Iain Lees-Galloway, the Minister in charge of at least some of the reform that is potentially inducing this dourness, has decided the best course of action is attack. He's come out suggesting various business groups, including a selection of Chambers of Commerce, are running a campaign designed to make people miserable.
This is in stark contrast to the opening salvo from the government at the start of the year, which was conciliatory. People like Grant Robertson and Jacinda Ardern used phrases like, "we hear you, we understand the concern".
They went on to give speeches to specific business-related groups to try to reassure them
business was part of the mix, they'd be working hard on the relationship, and not to panic.
It appears, unless Lees-Galloway has taken things into his own hands and gone rogue, this has been an unsuccessful approach and the new angle is to attack.
This, if it is the case, would be very foolish indeed.
Chambers of Commerce represent their members, who of course are business people, and they represent them with their views expressed to the top levels of government as well as commentary to the public.
What the government fails to grasp is what the Chambers have to say, in general, makes sense.
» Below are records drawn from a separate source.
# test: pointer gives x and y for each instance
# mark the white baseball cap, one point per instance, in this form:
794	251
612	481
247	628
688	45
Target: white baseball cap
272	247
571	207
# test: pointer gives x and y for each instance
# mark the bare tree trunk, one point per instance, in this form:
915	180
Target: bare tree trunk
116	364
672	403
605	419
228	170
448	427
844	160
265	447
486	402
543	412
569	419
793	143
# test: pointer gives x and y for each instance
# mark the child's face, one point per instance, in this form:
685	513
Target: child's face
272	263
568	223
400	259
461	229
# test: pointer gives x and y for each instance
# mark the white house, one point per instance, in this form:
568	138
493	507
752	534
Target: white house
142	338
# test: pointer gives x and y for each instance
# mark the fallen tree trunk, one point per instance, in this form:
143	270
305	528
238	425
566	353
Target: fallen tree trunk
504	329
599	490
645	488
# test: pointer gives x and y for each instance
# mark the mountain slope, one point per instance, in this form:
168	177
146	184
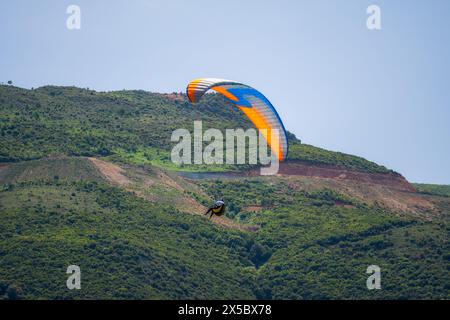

You can't take as many surveys on confidence as we have had, and simply continue to dismiss them. You can't say "you're wrong and we're right". That has been sadly the plight of the left, namely Labour, for years.
A slightly condescending tut-tutting that they're the boss and you need to pull your head in.
Even if, and it's a big if, but even if the government had a point at the start of the year that business, as a rule, moaned under Labour, there is now too much evidence to keep running that line.
Not to mention cold hard facts to back it up. The growth figures out a couple of weeks ago show us slowing. Immigration is slowing, inflation is rising, cost of living through new taxes is rising.
The froth is coming off or has come off the economy and it's directly attributable to government policy.
And the workplace reform that Lees-Galloway is in charge of is the powder keg in the room.
Business is jobs, and the life blood of our economy and success.
Everything the government wants to do relies on business doing well. Incomes, taxes, wages, growth.
If you make business an enemy, your entire plan implodes.
Pointing fingers and shifting blame is the recipe for a fight. Lees-Galloway has misread this badly.